Hardware requirements

Workflow Compute Credentials needed
make test / make check / make install / examples/inspect_library.py CPU only, no Internet none
Benchmark with a hosted Sub-Agent (Gemini drop-in, see "Swapping Sub-Agent" below) CPU only + outbound Gemini Gemini (Vertex AI)
Local Qwen2.5-VL-7B Sub-Agent for make demo / make benchmark / make evolve 1 × GPU ≥ 24 GB (L40S / A100 / H100) Gemini + HF (for gated benchmark dataset)
Full paper reproduction (make reproduce) ≥ 4 GPUs, ~4–6 h wall-clock, ~50 GB free disk Gemini + HF

make help lists the same matrix at the command line.

Install

# clone from either canonical home — they are kept in sync
git clone https://github.com/TIGER-AI-Lab/RewardHarness.git
#   or:  git clone https://github.com/KlingAIResearch/RewardHarness.git
cd RewardHarness
python -m venv .venv && source .venv/bin/activate
pip install -r requirements.txt

# OPTIONAL — only needed if you'll serve Qwen2.5-VL-7B locally with vLLM.
# Skip this if you only want to run the test suite, inspect the Library, or
# point the Sub-Agent at a hosted Gemini endpoint instead.
pip install -r requirements-vllm.txt

Environment

# Vertex AI for the Gemini orchestrator
export GOOGLE_APPLICATION_CREDENTIALS="/path/to/your/google-credentials.json"
export GEMINI_PROJECT="your-vertexai-project-id"
export GEMINI_LOCATION="global"

The Sub-Agent expects one or more vLLM endpoints serving Qwen2.5-VL-7B-Instruct. List them one URL per line in configs/endpoints.txt. Bring them up with scripts/serve_vllm_multi.sh (single node, multi-GPU) or scripts/sbatch_vllm.sh (Slurm).

Quickstart

# Preflight: verify env vars, credentials, and endpoint reachability
make check         # or: python scripts/check_env.py

# Run all tests (~2 s, no GPU / no network needed)
python -m pytest tests/ -v

# Run evolution (main experiment) — Phase A/B/C loop on ~100 demos
python scripts/run_evolution.py \
  --config configs/default.yaml \
  --results-dir results/my_run/ \
  --max-iters 200

# Read-only benchmark (K=2/3/4 accuracy on EditReward-Bench)
python scripts/run_benchmark.py --config configs/default.yaml

Reproduce paper results

End-to-end one-command reproduction (env setup → data download → vLLM serve → evolution → benchmark → print results):

bash scripts/reproduce.sh

The script needs one machine with ≥ 4 GPUs (L40S / A100 / H100), the Gemini credentials above, and Internet access for the HuggingFace dataset download. It runs the 7 steps from scripts/reproduce.sh in order and trap-cleans up vLLM servers on exit. Total wall-clock: roughly 4–6 hours.

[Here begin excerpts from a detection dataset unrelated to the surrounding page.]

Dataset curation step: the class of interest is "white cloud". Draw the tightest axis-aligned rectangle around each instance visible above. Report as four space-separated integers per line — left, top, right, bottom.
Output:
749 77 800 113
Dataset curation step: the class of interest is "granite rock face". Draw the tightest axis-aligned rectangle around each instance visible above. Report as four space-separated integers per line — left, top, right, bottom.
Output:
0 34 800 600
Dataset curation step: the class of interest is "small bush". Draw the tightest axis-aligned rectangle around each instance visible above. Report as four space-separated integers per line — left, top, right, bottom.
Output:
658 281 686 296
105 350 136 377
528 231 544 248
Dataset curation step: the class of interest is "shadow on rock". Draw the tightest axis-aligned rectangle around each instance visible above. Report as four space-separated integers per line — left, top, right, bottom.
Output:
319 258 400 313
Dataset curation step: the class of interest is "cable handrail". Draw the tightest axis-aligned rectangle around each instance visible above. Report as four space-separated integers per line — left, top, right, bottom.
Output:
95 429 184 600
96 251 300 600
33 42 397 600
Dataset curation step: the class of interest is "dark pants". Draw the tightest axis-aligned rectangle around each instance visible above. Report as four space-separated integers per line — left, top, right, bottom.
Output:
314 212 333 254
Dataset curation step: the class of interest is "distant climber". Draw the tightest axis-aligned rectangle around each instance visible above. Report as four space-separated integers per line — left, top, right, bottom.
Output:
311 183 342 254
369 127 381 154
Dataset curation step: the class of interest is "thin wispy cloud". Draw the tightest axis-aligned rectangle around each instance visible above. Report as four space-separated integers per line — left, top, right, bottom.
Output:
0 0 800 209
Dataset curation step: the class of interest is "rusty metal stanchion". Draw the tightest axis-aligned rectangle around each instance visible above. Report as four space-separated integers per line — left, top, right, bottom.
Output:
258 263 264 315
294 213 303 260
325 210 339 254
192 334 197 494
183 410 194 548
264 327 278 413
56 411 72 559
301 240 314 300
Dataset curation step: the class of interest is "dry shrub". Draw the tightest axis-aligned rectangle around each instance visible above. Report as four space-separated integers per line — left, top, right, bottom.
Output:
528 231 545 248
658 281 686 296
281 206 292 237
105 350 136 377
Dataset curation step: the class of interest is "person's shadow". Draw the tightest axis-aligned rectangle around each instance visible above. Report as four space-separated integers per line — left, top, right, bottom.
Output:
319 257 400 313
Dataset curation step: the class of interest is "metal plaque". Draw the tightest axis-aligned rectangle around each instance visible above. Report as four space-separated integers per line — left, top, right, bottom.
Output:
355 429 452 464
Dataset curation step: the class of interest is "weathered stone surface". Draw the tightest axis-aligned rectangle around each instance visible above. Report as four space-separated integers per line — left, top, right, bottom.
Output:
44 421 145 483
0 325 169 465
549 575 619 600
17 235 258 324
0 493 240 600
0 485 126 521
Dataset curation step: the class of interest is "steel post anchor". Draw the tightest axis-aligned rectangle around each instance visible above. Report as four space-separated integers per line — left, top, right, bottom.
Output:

If you only want to benchmark an existing evolved library (skip evolution):

# Provide a checkpoint dir from a prior run
python scripts/run_benchmark.py \
  --config configs/default.yaml \
  --library-dir results/my_run/checkpoints/best

Key config (configs/default.yaml)

# model: section is informational only — no code reads it.
# Serving knobs come from env vars consumed by scripts/serve_vllm_multi.sh
# (GPU_MEM, NUM_GPUS, ENDPOINTS_PER_GPU, …). See .env.example.
model:                                 # Sub-Agent (vLLM) — INFORMATIONAL
  name: Qwen2.5-VL-7B-Instruct
  path: Qwen/Qwen2.5-VL-7B-Instruct    # HF repo id or local path
  max_model_len: 16384                 # context window
  limit_mm_per_prompt_image: 5         # max images per call
  dtype: bfloat16
  gpu_memory_utilization: 0.85         # to lower this, export GPU_MEM=0.6

gemini:                                # Orchestrator
  model: gemini-3.1-pro-preview        # 3.1 only — do NOT downgrade to 2.5

evolution:
  train_dataset: AgPerry/EditReward-Data-100   # 100 preference demos — https://huggingface.co/datasets/AgPerry/EditReward-Data-100
  train_n: 60                          # train split size
  val_n: 40                            # val split size (gating)
  max_iterations: 5                    # iterations per run
  batch_concurrent: 128                # parallel Sub-Agent calls
  explore_margin: 0.075                # keep if val_acc >= prev - margin
  augment_swap: true                   # A/B swap augmentation
  prune_every_n: 50                    # periodic leave-one-out pruning
  seed: 42

benchmark:
  dataset: TIGER-Lab/EditReward-Bench    # https://huggingface.co/datasets/TIGER-Lab/EditReward-Bench
  max_workers: 128                     # parallel scoring threads

Swapping in a different VLM as Sub-Agent

The paper demonstrates two Sub-Agents (Qwen2.5-VL-7B and Gemini-2.0-Flash). The framework is pluggable along two axes:

1. Any OpenAI-compatible VLM (e.g., other vLLM-served models, llama.cpp, ollama in OpenAI mode). Point configs/endpoints.txt at your server(s) and export REWARDHARNESS_SUBAGENT_MODEL to whatever id your endpoint reports under /v1/models (default: Qwen2.5-VL-7B-Instruct). For example:

export REWARDHARNESS_SUBAGENT_MODEL="my-org/my-vlm-7b"
python scripts/run_benchmark.py --config configs/default.yaml

No source edits needed — the Router, ChainAnalyzer, Library, and Evolver are model-agnostic.

2. A non-OpenAI-compatible VLM (e.g., Gemini-2.0-Flash directly via Vertex AI). Subclass SubAgent and override _call_vllm() (in src/sub_agent.py) to use your backend. The method takes messages in OpenAI chat format and must return the assistant's text reply. Everything else (reasoning-chain parsing, tool dispatch, library lookups) stays the same.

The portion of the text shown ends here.